South Korean prosecutors announced Sunday there was enough evidence charge Choi Soon-sil, a friend of the president, and former aides An Chong-bum and Chung Ho-sung.
Lee Young-ryol, the prosecutor who led the corruption probe, said Choi and An are being charged with abuse of power, fraud and coercion. Chung faces charges related to leaking classified documents to Choi through email, phone and fax.
"Park cannot be charged with any 'crime' as a sitting president in accordance with Korean constitution but prosecutors will continue to investigate Park Geun-hye," Lee said.
Park will become the nation's first sitting president to be investigated as a suspect, CNN's Paula Hancocks said.
According to the South Korean constitution, the president cannot be charged with a crime while holding office except for insurrection or treason.
A spokesperson for the Blue House blasted the investigation as one that has "ignored fairness."
"Her rights of getting a fair chance of due legal process has been taken away," the Blue House spokesperson said.
Choi charged following arrest
The presidential scandal first started
when CNN South Korean affiliate JTBC found evidence that Choi had received secret documents on an abandoned tablet device.
When Choi's father died, she succeeded him as leader of the Eternal Life Church.
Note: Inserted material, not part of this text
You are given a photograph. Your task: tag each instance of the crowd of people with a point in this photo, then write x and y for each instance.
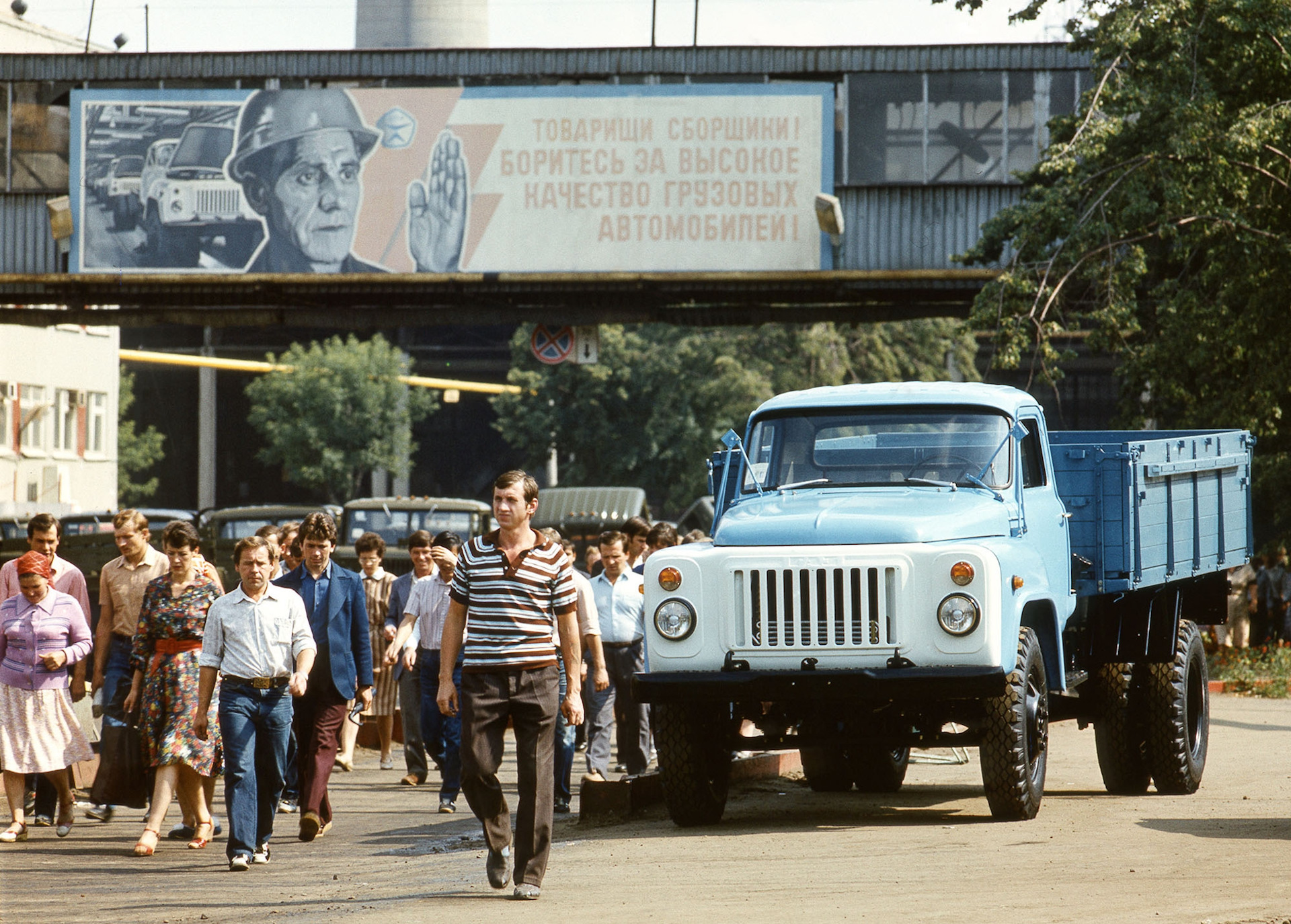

For years, she has given Park spiritual guidance.
"It's much more than simply, 'Oh she knows this person,' it's deeply intertwined, almost like they're Rasputin and Park Geun-hye is just a puppet," David Kang, director of the Korean Studies Institute at the University of Southern California, recently told
Choi, who was arrested in early November, faced accusations that she used her relationship with Park to acquire millions of dollars in donations for her foundations.
Prior to her arrest, Choi had issued an apology and said that she had "committed a deadly sin," according to CNN affiliate YTN.
"My apologies to the public," she said at the time. "Please forgive me."
Park has apologized multiple times for her role in the scandal.
Multiple aides, multiple resignations
Park has ordered the resignation of 10 of her senior secretaries -- aides who coordinate policy -- as political turmoil gripped the country.
Multiple aides to President Park have resigned in the wake of the scandal, including four senior secretaries responsible for political affairs and policy coordination.
Park also sacked the country's prime minister Hwang Kyo-ahn, replacing him with Kim Byong-joon, a professor at Seoul's Kookmin University.
Protesters: Park should resign as president
Massive demonstrations have taken place across South Korea to demand Park's resignation, according to the country's Yonhap news agency.
Earlier this month, protesters gathered around the presidential compound in the South Korean capital of Seoul to vent their anger at President Park.
It was one of the biggest anti-government protests the country has seen in decades, according to Hancocks
Following that demonstration, Park's spokesman said the President had "heard the voices of the people yesterday with gravity and deeply realizes the seriousness of the current situation."
He added that Park was considering ways to "normalize the state of affairs and fulfill her responsibility as President."
Park spokesperson fires back
In a statement, a spokesperson from the Blue House called the prosecutor's remarks "regrettable," given the perception that the president has committed a crime.
"What the Prosecutors' office have said today is not true and that they have ignored the facts and it is only based on speculation and imagination," the spokesperson said.
Nevertheless, Park still planned to cooperate with prosecutors for questions this week to order to "prove her innocence."
During the scandal, the spokesperson noted the likelihood of the president getting a fair chance of due legal process has been taken away.